HB- Exactement, les expériences, qui se déroulent selon un protocole prédéfini et préalablement accepté par les deux parties (les candidats et nous-mêmes), ont toutes mis en évidence que les phénomènes annoncés ne se produisaient absolument pas.
LG- Est-ce que les conditions d'expérimentation sont susceptibles de nuire aux effets de pouvoirs qui manquent peut-être de régularité dans leurs effets ?
HB- Non, les conditions d'expérimentation correspondent toujours au double aveugle de manière à "isoler" l'objet de l'expérience des expérimentateurs et les médiums ou sujets-psi candidats n'entreprennent l'expérience que lorsqu'ils estiment eux-mêmes que toutes les conditions sont favorables à l'apparition du phénomène "paranormal".
LG - Avec un tel enjeu on peut craindre qu'un trucage soit mis en œuvre par un escroc. Craignez vous ce risque ? Et avez-vous déjà démasqué des escrocs ?
HB - Le risque existe bel et bien et il faut l'assumer, c'est pour cela que les conseils des illusionnistes de l'équipe du labo nous sont très précieux. Des escrocs, nous en avons déjà rencontré, mais d'une part jusqu'à présent, ils ont été moins malins que nous et puis, ils ne sont pas nombreux, la très grande majorité des gens qui s'attaquent au Défi sont de bonne foi; il n'y a quasiment pas eu de tentative de trucage.
LG- Mais alors, est-il possible que le mystificateur soit aussi son premier client ? Voilà une information qui bouleverse complètement un préjugé que personnellement, j'aurais eu tendance à éprouver.
HB - Effectivement, il n'y a pas d'un côté les mystificateurs et de l'autre les crédules. Crédulité et (auto)mystification habitent couramment le même individu. Il y a certainement matière à intéresser les psychologues, et d'ailleurs aussi tous les autres spécialistes des sciences humaines. Les portes d'une coopération interdisciplinaire leurs sont largement ouvertes. La zététique intéresse le physicien mais elle ne lui est pas exclusivement réservée.
LG - Peut-on conserver cette idée d'ouverture et de décloisonnement entre les spécialités de la connaissance comme une introduction à la lecture de votre article intitulé "Les Prisons de l'esprit » ?

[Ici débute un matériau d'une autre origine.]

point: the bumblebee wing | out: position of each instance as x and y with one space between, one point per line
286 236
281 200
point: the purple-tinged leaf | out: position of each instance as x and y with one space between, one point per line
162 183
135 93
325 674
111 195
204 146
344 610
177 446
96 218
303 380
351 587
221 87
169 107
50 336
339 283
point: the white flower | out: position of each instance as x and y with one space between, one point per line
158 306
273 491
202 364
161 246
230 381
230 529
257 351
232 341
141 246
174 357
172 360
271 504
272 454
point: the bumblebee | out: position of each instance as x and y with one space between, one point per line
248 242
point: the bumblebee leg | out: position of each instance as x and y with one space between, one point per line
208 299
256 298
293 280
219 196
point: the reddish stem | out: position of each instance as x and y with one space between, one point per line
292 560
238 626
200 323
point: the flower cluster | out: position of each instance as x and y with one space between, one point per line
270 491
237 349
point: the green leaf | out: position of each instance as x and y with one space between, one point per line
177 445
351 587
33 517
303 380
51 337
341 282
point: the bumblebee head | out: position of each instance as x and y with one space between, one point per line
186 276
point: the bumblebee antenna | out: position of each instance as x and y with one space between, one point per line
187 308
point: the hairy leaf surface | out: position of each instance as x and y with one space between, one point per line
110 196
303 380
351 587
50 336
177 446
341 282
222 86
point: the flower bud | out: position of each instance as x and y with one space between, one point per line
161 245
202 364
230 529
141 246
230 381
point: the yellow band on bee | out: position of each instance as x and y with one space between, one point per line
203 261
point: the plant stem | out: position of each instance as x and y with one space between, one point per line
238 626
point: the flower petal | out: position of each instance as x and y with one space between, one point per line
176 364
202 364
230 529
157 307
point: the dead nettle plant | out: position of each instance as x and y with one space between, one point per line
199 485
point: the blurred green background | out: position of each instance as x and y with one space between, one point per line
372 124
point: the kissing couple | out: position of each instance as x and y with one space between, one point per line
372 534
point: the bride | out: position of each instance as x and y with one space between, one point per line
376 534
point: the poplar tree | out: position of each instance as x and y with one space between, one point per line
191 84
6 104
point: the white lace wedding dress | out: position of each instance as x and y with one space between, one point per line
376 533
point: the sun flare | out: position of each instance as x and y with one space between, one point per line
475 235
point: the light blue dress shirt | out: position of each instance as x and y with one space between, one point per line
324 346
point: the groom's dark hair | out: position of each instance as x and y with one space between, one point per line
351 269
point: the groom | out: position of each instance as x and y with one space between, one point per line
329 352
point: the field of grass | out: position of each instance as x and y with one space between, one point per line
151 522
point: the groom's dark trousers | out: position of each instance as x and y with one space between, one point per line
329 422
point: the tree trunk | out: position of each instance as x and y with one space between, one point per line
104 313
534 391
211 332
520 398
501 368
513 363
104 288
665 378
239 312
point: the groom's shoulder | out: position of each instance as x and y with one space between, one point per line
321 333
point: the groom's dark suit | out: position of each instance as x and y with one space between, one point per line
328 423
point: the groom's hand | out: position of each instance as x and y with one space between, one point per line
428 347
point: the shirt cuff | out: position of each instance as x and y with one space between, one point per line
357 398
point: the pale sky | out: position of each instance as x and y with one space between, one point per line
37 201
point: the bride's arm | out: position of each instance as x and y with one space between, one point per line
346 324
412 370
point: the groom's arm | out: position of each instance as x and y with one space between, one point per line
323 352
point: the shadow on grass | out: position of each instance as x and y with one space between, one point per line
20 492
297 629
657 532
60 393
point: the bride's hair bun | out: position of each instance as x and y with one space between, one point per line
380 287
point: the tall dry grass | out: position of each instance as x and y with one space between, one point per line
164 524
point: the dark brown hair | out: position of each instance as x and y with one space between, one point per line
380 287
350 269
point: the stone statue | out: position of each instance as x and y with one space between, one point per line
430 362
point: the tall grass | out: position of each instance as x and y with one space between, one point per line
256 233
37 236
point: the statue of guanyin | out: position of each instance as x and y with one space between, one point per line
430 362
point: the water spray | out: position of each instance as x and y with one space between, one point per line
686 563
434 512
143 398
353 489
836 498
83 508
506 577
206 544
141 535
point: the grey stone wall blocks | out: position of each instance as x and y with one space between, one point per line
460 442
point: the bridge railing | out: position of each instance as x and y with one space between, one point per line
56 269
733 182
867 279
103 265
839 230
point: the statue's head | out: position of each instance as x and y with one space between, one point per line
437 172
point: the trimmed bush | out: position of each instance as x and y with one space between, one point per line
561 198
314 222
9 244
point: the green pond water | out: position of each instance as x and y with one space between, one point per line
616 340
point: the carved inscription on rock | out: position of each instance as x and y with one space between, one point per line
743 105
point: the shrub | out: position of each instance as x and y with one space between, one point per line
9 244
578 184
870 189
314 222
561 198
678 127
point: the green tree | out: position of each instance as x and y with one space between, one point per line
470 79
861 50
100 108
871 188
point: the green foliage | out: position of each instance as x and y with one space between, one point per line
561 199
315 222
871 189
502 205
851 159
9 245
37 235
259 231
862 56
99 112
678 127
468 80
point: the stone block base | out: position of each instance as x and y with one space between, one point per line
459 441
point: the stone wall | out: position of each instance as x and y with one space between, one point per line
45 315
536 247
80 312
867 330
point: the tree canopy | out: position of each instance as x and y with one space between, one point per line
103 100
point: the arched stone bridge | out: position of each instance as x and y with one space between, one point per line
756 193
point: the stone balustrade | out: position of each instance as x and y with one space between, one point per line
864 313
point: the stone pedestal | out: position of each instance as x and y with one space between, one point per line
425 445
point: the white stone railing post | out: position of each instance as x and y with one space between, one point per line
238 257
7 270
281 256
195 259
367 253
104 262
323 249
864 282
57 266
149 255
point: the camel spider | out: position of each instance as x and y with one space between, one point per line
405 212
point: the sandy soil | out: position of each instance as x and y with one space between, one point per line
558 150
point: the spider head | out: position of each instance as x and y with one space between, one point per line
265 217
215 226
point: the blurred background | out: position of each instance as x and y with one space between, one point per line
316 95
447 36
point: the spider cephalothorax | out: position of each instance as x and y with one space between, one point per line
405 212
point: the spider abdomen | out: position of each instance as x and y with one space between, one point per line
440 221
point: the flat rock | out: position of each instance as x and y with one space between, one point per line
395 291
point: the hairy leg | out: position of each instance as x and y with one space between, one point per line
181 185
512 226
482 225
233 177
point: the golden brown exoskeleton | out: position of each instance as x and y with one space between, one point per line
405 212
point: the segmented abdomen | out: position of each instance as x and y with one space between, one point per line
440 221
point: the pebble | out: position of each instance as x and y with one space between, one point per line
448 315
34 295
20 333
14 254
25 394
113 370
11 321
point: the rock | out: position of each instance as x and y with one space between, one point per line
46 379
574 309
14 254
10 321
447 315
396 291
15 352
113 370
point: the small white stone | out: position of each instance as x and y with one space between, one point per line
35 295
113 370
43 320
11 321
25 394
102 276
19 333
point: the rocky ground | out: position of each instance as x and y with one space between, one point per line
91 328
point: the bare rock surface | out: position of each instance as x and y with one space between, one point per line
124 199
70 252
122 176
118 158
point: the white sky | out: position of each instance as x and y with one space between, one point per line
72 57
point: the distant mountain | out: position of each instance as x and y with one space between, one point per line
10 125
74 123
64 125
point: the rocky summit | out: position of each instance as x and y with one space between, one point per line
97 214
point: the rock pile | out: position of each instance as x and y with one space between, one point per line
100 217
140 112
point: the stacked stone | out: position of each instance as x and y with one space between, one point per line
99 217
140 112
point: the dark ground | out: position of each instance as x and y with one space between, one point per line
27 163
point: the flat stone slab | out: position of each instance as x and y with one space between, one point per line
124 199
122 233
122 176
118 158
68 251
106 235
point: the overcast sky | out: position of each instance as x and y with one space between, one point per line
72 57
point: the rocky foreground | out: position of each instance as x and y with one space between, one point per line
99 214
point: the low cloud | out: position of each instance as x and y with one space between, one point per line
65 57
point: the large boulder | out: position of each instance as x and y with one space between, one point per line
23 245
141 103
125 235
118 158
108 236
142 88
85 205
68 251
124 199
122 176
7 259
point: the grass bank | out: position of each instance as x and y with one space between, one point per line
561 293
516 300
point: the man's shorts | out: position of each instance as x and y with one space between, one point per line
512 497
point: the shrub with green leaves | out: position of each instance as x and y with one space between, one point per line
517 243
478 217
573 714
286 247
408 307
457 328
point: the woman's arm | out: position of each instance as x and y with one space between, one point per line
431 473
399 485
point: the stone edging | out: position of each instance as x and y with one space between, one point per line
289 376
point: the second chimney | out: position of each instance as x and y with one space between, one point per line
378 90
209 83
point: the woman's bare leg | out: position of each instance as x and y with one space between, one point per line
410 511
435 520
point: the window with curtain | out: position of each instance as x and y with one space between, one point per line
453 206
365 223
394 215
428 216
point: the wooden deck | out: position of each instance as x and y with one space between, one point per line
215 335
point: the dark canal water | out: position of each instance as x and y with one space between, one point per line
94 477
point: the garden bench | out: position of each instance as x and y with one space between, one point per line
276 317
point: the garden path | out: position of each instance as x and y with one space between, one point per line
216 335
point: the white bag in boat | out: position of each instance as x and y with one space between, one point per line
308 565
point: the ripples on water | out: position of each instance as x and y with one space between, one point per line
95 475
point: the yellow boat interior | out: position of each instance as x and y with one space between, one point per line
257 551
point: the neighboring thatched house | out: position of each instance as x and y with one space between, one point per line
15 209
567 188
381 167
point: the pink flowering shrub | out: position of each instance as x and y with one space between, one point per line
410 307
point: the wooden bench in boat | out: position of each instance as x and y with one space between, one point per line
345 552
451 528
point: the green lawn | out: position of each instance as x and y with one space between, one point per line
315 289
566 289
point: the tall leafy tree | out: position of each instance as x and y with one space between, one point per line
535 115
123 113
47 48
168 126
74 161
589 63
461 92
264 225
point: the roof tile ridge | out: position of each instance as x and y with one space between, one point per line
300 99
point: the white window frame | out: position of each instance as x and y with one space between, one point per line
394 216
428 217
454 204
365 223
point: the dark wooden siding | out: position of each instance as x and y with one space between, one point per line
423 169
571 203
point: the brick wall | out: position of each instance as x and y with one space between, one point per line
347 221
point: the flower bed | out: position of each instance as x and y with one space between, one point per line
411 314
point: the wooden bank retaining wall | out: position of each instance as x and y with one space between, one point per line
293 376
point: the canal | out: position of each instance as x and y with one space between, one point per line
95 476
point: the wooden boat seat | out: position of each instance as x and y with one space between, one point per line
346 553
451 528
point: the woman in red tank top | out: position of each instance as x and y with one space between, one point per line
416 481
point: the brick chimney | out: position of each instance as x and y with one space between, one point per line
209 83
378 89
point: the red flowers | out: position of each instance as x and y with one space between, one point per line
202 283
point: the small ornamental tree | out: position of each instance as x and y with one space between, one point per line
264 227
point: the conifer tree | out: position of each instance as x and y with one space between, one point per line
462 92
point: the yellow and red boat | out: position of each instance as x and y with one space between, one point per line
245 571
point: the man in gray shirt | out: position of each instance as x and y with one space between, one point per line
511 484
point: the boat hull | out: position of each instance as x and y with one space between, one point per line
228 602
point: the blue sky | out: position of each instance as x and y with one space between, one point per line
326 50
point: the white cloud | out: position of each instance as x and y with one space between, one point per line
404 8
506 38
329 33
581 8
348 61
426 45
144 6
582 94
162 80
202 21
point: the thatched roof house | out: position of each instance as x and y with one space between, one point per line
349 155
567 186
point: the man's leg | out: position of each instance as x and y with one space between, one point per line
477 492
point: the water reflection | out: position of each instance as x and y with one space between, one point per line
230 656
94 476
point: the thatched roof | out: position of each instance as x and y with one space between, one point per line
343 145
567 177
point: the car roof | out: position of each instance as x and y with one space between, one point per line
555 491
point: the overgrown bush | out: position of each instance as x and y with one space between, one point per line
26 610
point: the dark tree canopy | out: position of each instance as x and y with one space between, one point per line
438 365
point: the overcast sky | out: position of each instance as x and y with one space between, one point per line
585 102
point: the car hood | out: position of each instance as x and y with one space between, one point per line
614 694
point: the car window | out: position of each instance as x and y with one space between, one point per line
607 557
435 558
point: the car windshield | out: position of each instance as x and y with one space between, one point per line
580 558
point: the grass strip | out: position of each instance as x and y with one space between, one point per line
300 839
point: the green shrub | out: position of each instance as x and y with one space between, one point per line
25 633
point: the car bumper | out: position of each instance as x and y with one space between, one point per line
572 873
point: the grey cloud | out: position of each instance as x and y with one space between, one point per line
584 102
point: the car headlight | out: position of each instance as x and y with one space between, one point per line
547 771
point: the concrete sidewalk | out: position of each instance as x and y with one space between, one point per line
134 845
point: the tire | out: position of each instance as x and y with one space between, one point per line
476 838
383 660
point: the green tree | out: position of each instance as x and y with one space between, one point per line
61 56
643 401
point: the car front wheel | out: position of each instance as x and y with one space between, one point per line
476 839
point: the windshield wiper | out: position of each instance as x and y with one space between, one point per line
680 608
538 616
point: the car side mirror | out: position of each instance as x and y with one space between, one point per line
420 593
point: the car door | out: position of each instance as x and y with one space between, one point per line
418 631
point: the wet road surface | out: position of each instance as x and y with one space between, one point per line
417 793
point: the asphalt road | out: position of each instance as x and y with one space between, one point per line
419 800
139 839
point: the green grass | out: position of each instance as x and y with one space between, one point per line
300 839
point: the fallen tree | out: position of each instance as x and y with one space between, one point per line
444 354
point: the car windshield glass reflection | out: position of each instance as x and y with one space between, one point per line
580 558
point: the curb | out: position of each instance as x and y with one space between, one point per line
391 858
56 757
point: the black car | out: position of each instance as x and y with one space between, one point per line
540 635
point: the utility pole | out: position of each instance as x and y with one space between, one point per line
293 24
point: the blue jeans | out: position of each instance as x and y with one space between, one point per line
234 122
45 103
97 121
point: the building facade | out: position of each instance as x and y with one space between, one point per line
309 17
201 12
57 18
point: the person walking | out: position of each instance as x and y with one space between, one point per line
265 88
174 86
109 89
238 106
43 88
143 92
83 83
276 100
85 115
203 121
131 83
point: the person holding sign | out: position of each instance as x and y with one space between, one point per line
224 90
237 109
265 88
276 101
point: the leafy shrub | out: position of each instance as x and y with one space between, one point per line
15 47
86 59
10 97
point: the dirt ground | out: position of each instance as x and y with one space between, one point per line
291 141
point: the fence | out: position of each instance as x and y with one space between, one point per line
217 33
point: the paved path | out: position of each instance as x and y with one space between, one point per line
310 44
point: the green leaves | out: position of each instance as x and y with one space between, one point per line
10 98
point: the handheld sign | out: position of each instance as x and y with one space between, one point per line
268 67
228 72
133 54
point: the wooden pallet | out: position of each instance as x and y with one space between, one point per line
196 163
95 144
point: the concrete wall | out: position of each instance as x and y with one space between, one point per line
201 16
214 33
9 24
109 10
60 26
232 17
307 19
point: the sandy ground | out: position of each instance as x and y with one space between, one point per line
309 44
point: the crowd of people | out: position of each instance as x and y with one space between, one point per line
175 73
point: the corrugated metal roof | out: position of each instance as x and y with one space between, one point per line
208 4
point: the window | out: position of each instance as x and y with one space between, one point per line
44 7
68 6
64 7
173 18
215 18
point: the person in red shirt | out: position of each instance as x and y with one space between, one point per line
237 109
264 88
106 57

HB- Ce décloisonnement est une nécessité. En effet, analyser la croyance ou les croyances comme - entre autres - conséquence ou produit d'un processus de sociabilisation, comme explication du monde donnant un sens à la vie, comme réconfort psychologique et support social ou comme alibi à certains comportements demande effectivement un décloisonnement et une approche interdisciplinaire. Et il en est ainsi pour l'ensemble des sujets relevant du "paranormal", même pour ceux qui semblent relever uniquement du domaine du physicien.
Les prisons de l'esprit sont malheureusement beaucoup plus répandues que ce que l'on suppose en général. Raison de plus pour prôner un développement important de la zététique.